FRANKFURT/M. taz | Uli Voigt, der mit Vornamen eigentlich Hans-Ulrich heißt, hat im deutschen Fußball kleine, aber feine Spuren hinterlassen. Während seines Referendariats hat er beispielsweise dem Weltmeister Bodo Illgner Französisch beigebracht, später war er mal für die Bundestagsvizepräsidentin Annemarie Renger zuständig, ehe er sich entschied, Journalist zu werden.
Einem größeren Fernsehpublikum brannte sich seine markante Stimme ein, als er für Sat.1, Premiere und RTL Fußballspiele kommentierte, dann sicherte sich 2005 der Deutsche Fußball-Bund (DFB) seine Dienste – vor der WM 2006 benötigte die Medienabteilung dringend noch jemand, der sich mit Bewegtbildern besser auskennt.

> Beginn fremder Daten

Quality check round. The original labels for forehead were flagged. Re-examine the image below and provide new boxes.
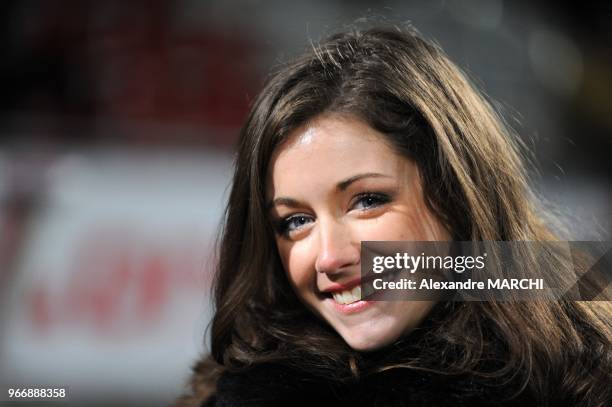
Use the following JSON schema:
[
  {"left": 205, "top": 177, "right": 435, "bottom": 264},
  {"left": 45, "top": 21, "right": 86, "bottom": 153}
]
[{"left": 268, "top": 114, "right": 408, "bottom": 194}]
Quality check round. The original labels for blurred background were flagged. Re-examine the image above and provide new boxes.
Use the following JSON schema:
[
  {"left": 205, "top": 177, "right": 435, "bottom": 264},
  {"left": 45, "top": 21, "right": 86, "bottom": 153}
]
[{"left": 0, "top": 0, "right": 612, "bottom": 405}]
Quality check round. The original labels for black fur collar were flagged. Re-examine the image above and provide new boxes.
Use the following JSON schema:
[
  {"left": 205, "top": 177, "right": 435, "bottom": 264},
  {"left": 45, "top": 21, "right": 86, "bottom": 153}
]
[{"left": 204, "top": 364, "right": 544, "bottom": 407}]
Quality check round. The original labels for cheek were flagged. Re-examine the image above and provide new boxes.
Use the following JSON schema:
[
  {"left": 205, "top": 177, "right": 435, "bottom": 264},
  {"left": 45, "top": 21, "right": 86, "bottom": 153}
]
[{"left": 277, "top": 240, "right": 316, "bottom": 291}]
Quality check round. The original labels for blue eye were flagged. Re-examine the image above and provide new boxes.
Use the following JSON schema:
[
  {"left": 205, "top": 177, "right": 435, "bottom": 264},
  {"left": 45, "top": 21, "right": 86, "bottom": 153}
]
[
  {"left": 277, "top": 214, "right": 314, "bottom": 235},
  {"left": 353, "top": 192, "right": 391, "bottom": 210}
]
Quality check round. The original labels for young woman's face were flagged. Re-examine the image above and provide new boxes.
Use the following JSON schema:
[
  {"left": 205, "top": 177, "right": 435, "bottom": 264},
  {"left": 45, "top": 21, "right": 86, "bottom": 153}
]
[{"left": 267, "top": 114, "right": 449, "bottom": 350}]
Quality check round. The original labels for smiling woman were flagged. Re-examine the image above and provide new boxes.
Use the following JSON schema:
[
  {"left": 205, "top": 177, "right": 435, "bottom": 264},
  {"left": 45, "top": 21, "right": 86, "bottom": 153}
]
[
  {"left": 267, "top": 114, "right": 449, "bottom": 350},
  {"left": 179, "top": 29, "right": 612, "bottom": 406}
]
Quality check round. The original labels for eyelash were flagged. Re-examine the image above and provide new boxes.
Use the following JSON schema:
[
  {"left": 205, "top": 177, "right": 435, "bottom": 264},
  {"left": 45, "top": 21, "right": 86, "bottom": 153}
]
[{"left": 274, "top": 192, "right": 391, "bottom": 236}]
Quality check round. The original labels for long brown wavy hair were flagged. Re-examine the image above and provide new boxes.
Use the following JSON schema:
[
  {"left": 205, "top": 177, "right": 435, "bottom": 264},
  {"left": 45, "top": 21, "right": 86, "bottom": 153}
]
[{"left": 178, "top": 28, "right": 612, "bottom": 406}]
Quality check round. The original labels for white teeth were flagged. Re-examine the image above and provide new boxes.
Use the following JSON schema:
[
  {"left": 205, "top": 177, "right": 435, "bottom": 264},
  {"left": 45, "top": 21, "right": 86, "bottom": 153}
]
[{"left": 332, "top": 286, "right": 361, "bottom": 304}]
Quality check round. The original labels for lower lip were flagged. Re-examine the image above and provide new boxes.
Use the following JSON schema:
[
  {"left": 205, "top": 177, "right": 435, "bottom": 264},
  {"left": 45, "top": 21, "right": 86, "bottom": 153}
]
[{"left": 326, "top": 298, "right": 374, "bottom": 315}]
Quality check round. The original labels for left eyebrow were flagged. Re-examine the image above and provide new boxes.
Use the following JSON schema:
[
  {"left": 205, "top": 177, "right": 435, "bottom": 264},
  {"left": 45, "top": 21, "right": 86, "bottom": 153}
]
[{"left": 336, "top": 172, "right": 392, "bottom": 191}]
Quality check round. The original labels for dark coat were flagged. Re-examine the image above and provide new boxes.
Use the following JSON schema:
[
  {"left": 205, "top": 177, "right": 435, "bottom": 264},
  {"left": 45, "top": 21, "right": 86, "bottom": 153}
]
[{"left": 183, "top": 364, "right": 573, "bottom": 407}]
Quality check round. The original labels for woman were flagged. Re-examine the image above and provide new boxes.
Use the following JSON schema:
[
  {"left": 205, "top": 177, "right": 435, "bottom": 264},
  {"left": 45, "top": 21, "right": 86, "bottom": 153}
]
[{"left": 175, "top": 29, "right": 612, "bottom": 406}]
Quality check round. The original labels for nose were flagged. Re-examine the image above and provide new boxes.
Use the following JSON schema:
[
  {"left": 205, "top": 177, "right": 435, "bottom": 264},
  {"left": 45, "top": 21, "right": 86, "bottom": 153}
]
[{"left": 315, "top": 219, "right": 361, "bottom": 274}]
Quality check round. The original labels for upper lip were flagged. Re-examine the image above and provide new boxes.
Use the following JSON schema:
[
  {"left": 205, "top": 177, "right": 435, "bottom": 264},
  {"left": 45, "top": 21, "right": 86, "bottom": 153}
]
[
  {"left": 320, "top": 273, "right": 378, "bottom": 293},
  {"left": 321, "top": 277, "right": 361, "bottom": 293}
]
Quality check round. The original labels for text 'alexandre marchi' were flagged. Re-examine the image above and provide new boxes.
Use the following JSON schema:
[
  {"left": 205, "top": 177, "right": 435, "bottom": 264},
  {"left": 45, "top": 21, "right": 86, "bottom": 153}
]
[{"left": 372, "top": 278, "right": 544, "bottom": 290}]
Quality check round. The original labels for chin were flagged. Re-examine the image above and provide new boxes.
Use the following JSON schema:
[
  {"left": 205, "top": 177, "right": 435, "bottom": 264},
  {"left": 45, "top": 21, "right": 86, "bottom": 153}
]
[{"left": 340, "top": 327, "right": 399, "bottom": 352}]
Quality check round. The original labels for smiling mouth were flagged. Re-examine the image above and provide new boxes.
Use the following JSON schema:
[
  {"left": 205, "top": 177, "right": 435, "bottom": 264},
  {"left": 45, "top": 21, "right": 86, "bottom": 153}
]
[{"left": 331, "top": 286, "right": 361, "bottom": 305}]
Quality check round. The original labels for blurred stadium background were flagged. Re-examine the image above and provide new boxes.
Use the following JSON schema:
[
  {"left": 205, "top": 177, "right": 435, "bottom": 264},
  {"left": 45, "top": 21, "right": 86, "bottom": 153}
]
[{"left": 0, "top": 0, "right": 612, "bottom": 405}]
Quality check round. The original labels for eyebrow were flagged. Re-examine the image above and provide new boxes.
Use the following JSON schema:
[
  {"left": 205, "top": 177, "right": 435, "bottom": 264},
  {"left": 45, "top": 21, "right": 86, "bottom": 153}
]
[{"left": 266, "top": 172, "right": 392, "bottom": 210}]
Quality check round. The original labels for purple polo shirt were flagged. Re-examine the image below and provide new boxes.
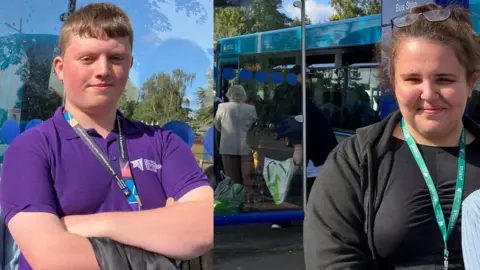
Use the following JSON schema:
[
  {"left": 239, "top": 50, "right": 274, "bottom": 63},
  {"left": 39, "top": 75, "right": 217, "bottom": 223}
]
[{"left": 0, "top": 108, "right": 208, "bottom": 270}]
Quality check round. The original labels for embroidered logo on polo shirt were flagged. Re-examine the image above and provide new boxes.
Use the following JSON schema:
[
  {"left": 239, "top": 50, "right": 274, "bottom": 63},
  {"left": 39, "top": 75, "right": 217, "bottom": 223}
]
[
  {"left": 130, "top": 158, "right": 162, "bottom": 173},
  {"left": 144, "top": 159, "right": 162, "bottom": 172}
]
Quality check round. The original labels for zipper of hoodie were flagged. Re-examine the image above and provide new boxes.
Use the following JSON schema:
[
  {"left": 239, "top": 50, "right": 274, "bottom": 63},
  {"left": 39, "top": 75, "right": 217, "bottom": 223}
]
[{"left": 360, "top": 159, "right": 379, "bottom": 270}]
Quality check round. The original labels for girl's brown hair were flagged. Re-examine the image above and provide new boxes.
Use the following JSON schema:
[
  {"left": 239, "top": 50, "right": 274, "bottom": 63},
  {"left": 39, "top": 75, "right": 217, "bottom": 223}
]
[{"left": 376, "top": 3, "right": 480, "bottom": 90}]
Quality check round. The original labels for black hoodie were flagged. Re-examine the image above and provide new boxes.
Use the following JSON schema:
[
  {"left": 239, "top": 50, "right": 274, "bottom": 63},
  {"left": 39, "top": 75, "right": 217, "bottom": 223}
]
[{"left": 304, "top": 111, "right": 480, "bottom": 270}]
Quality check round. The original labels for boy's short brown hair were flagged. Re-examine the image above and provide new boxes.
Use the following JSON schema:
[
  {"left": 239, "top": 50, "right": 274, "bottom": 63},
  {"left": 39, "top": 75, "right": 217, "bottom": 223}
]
[{"left": 60, "top": 3, "right": 133, "bottom": 56}]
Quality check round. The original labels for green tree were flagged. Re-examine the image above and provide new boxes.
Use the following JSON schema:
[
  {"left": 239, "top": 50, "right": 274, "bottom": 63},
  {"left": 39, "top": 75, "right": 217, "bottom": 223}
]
[
  {"left": 214, "top": 0, "right": 298, "bottom": 40},
  {"left": 133, "top": 69, "right": 195, "bottom": 125},
  {"left": 118, "top": 80, "right": 139, "bottom": 118},
  {"left": 15, "top": 57, "right": 62, "bottom": 121},
  {"left": 330, "top": 0, "right": 381, "bottom": 21}
]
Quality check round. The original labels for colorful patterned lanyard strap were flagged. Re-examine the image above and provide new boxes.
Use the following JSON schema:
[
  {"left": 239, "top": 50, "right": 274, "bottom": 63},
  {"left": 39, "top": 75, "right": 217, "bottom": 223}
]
[
  {"left": 63, "top": 110, "right": 142, "bottom": 210},
  {"left": 402, "top": 118, "right": 466, "bottom": 269}
]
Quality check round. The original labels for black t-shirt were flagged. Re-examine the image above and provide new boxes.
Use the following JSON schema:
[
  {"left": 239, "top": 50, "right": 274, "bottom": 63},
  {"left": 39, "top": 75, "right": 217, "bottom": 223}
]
[{"left": 374, "top": 138, "right": 480, "bottom": 270}]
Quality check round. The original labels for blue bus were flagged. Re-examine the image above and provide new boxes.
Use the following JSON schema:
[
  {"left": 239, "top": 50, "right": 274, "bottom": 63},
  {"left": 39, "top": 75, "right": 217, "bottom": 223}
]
[
  {"left": 214, "top": 0, "right": 480, "bottom": 225},
  {"left": 215, "top": 14, "right": 382, "bottom": 140}
]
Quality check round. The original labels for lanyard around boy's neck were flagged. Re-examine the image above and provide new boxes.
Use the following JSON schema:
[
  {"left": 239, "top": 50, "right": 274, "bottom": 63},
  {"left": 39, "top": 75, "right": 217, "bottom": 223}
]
[
  {"left": 401, "top": 118, "right": 466, "bottom": 269},
  {"left": 63, "top": 109, "right": 142, "bottom": 210}
]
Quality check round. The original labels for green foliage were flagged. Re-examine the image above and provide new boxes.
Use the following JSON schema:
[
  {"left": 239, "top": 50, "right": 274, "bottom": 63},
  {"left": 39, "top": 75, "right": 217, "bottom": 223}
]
[
  {"left": 329, "top": 0, "right": 382, "bottom": 21},
  {"left": 214, "top": 0, "right": 311, "bottom": 40}
]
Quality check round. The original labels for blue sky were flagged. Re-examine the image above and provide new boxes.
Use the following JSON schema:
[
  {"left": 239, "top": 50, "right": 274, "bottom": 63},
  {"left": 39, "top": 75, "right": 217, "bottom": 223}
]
[{"left": 0, "top": 0, "right": 334, "bottom": 109}]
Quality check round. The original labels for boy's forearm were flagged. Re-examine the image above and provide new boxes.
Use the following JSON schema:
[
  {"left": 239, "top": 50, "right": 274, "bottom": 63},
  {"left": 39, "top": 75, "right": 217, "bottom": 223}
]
[
  {"left": 30, "top": 232, "right": 100, "bottom": 270},
  {"left": 64, "top": 201, "right": 213, "bottom": 260}
]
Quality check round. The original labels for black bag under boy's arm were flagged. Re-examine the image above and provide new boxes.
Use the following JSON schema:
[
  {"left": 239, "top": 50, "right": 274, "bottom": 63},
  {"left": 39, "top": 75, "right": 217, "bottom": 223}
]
[{"left": 88, "top": 238, "right": 180, "bottom": 270}]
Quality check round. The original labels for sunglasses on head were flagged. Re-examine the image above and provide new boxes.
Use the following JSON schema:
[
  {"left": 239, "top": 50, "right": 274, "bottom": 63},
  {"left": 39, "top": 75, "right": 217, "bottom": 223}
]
[{"left": 391, "top": 8, "right": 455, "bottom": 29}]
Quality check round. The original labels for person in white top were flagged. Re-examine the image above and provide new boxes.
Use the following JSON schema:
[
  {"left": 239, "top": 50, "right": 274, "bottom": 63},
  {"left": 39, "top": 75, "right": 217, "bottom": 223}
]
[{"left": 214, "top": 85, "right": 257, "bottom": 198}]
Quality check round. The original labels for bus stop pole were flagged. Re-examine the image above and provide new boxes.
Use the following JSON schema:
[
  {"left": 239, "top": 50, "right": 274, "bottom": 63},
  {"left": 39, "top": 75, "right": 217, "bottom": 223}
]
[{"left": 300, "top": 0, "right": 308, "bottom": 211}]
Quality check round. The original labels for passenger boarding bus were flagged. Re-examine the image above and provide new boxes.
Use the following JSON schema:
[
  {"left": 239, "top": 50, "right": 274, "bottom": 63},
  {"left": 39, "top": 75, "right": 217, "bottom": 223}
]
[{"left": 215, "top": 15, "right": 382, "bottom": 141}]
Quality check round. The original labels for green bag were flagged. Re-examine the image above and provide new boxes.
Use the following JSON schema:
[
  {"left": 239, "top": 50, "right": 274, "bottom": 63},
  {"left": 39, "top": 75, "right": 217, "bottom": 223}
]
[{"left": 213, "top": 176, "right": 245, "bottom": 215}]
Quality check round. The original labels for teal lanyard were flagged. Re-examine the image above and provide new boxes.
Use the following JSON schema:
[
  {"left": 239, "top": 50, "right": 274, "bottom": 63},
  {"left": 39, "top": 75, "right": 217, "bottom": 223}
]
[{"left": 401, "top": 118, "right": 465, "bottom": 269}]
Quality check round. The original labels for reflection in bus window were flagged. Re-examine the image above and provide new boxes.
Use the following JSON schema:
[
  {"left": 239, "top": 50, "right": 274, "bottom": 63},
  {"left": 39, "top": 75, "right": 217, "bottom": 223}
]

Doch niemals ist der Name des Wahl-Rheinländers so häufig gefallen wie am Mittwoch zur Mittagszeit im fensterlosen Presseraum der Frankfurter Arena. Erst Teammanager Oliver Bierhoff, dann Kapitän Manuel Neuer nahmen den Namen Voigt häufiger – und oft spaßeshalber – in den Mund, weil dem ansprechenden Hobbyfußballer nun unvermutet eine hohe Ehre zuteil wird. Hat er nämlich in weiten Teilen den Film zu verantworten, der noch in diesem Jahr unter dem Titel „Die Mannschaft“ erst in deutschen Kinos, dann noch vor Weihnachten auch im Fernsehen laufen soll.
Der Streifen werde laut Bierhoff am 10. November in Berlin präsentiert. Bundespräsident Joachim Gauck ist bei der Zeremonie dabei, und dann sollen die 90 Minuten auch erstmals in einem großen öffentlichen Kreis gezeigt werden.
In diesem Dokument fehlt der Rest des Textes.